In September, my mother-in-law moved in with us “temporarily” after her lease ended and she didn’t have enough money for a new apartment. This all happened about two weeks before I gave birth. Shortly after moving in, she lost her job and was unemployed for about two months, which caused her stay to last much longer than expected.
While living with us rent free she rarely did her own dishes I have been doing them. she regularly left her own tupperware sitting in the sink for weeks at a time, along with some of our dishes she had used. Seeing them there every time I cleaned the kitchen became overwhelming, especially while already exhausted postpartum.
More recently, she left our back door opened twice, which is a serious safety concern for our child who is nonverbal & has autism prone to elopement. Before she moved in we expressed how important it is to tell us if she’s leaving so we can latch and lock the back door behind her and all of a sudden she didn’t two days in a row.
After months of frustration, my husband asked her (at my request) to start doing her own dishes. She didn’t do them for two days, so he asked her again tonight she eventually cleaned them, but became upset, packed her belongings, when my husband asked her where she was going she compared the situation to when my husband lived with her and never did his own dishes and implied it was unfair.
I told her I was the one who asked my husband to address the dishes because I was overwhelmed. She said she understood, but that “this just isn’t working,” and also said she felt blamed for the back door being unlocked, stating she hasn’t had a key since moving in. Might I add that this lady has a serious drinking problem.
aardvarkmom wrote:
INFO: You said she packed. Did she leave? Then you should be able to get your home back in order.
OP responded:
Yes she packed and left. My husband's sister said she called her and asked her if she could stay there but his sister told her she cannot because her husband is aware of her drinking problem and they cannot deal with that in her household. So I have no idea where she is at currently maybe a hotel or sleeping in her car.
no_good_namez wrote:
INFO why didn’t she have a key? You don’t sound like TA but I’m confused about why you addressed the dishes when the actual problem was the back door, and whether she left it open so she could re-enter.
I also don’t understand why all dishes were your responsibility (not MIL or husband) when you were postpartum with an older, eloping child. Your MIL sounds difficult and I don’t have enough info to know whether your husband is also TA.
OP responded:
She didn’t have a key because this was always meant to be a short term arrangement. She was usually home when we were it had never been an issue before I think she was just being drunk and petty because my husband was telling her to do her own dishes. The back door being left unlocked was not about re entry.

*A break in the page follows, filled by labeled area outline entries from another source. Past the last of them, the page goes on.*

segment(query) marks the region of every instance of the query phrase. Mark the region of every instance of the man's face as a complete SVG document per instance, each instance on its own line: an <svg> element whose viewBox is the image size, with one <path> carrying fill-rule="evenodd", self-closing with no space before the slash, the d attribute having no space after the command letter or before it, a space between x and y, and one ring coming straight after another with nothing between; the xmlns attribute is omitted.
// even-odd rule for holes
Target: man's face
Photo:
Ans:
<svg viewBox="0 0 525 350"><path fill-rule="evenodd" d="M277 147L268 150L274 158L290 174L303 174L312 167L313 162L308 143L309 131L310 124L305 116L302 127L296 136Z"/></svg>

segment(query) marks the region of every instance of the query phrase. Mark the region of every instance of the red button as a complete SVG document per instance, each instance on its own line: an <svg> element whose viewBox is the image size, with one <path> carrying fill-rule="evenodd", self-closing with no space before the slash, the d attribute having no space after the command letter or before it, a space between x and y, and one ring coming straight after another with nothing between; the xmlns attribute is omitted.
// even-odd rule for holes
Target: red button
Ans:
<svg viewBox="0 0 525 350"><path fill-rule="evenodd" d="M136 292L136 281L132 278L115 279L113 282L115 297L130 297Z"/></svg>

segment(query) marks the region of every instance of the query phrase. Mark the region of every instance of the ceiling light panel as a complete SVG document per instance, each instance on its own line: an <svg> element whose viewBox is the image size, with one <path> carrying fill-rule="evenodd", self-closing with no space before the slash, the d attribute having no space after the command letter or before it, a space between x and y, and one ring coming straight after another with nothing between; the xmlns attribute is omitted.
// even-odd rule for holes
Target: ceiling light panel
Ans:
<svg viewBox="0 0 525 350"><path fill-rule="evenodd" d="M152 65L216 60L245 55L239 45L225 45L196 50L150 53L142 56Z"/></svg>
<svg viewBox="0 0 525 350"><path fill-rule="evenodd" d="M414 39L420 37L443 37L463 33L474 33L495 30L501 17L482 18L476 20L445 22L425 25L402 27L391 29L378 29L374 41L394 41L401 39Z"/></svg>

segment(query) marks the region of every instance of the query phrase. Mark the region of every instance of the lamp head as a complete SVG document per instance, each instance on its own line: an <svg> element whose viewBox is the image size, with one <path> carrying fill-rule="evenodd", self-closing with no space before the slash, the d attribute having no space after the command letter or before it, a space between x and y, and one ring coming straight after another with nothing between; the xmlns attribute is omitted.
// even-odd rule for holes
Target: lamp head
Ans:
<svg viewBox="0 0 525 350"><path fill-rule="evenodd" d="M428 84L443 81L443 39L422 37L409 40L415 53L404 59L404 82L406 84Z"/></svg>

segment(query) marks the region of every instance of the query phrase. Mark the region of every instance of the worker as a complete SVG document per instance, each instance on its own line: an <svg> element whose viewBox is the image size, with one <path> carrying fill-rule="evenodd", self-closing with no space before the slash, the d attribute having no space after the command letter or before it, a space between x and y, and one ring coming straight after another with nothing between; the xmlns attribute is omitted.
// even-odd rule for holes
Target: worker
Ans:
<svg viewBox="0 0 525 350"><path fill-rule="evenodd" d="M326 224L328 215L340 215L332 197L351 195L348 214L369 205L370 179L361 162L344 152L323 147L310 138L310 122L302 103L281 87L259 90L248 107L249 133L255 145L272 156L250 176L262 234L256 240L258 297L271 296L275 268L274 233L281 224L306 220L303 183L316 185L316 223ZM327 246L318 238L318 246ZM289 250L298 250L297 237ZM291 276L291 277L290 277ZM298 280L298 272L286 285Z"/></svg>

It was simply left unlocked We addressed it immediately the first time it happened, and when it happened a second time we reiterated how serious the safety risk was and emphasized how important it is that all doors remain locked.
Plus-Bar-9198 wrote:
NTA. Let her leave and don't allow her back. Never allow an add**t to live in the same house as your children. I say this as the child of a boozer who was sweet as sugar when he was wasted. It still left scars. Don’t do that to your children, especially if you have a child that is non-verbal and have difficulties expressing themselves.
rare_sugar_7927 wrote:
She packed, did she actually leave, or was that a manipulation tactic? She is right though, this isn't working, she should leave. Don't feel guilty about that. Lord, she should be doing all the households dishes and more as a thank you for a place to live especially rent free! And to leave the door unlocked, thats a major issue. NTA.
Objective-bat-9235 wrote:
NTA. So did she leave? If so, count your blessings. If not, tell her for her to remain there has to be guidelines - such as her making sure the door remains locked and her cleaning up after herself? Tell her your husband is more mature than when he lived with her and now knows better about how important it is to clean up after himself.
phapasyeter wrote:
She lost her housing, lost her job, left the doors unsecured and doesn't care about cleanliness????? I would be concerned that her mental health is declining. Is she a senior with any other health concerns?
lechetaliersowl wrote:
NTA if she packed her bags, let her go. It sounds like she must have an idea of somewhere else to go. She is not helping your family by being present - particularly with the safety issue of the door. If she has a serious drinking problem that is not being addressed, you may not be helping her by supporting her either.
Regarding dishes, she should be doing her own, without being asked. She is being petty by suggesting it is like when your husband lived with her. She's an adult. It was 100% reasonable to ask her to do her own dishes. Maybe she should have been helping by doing your dishes while she was unemployed and you were postpartum!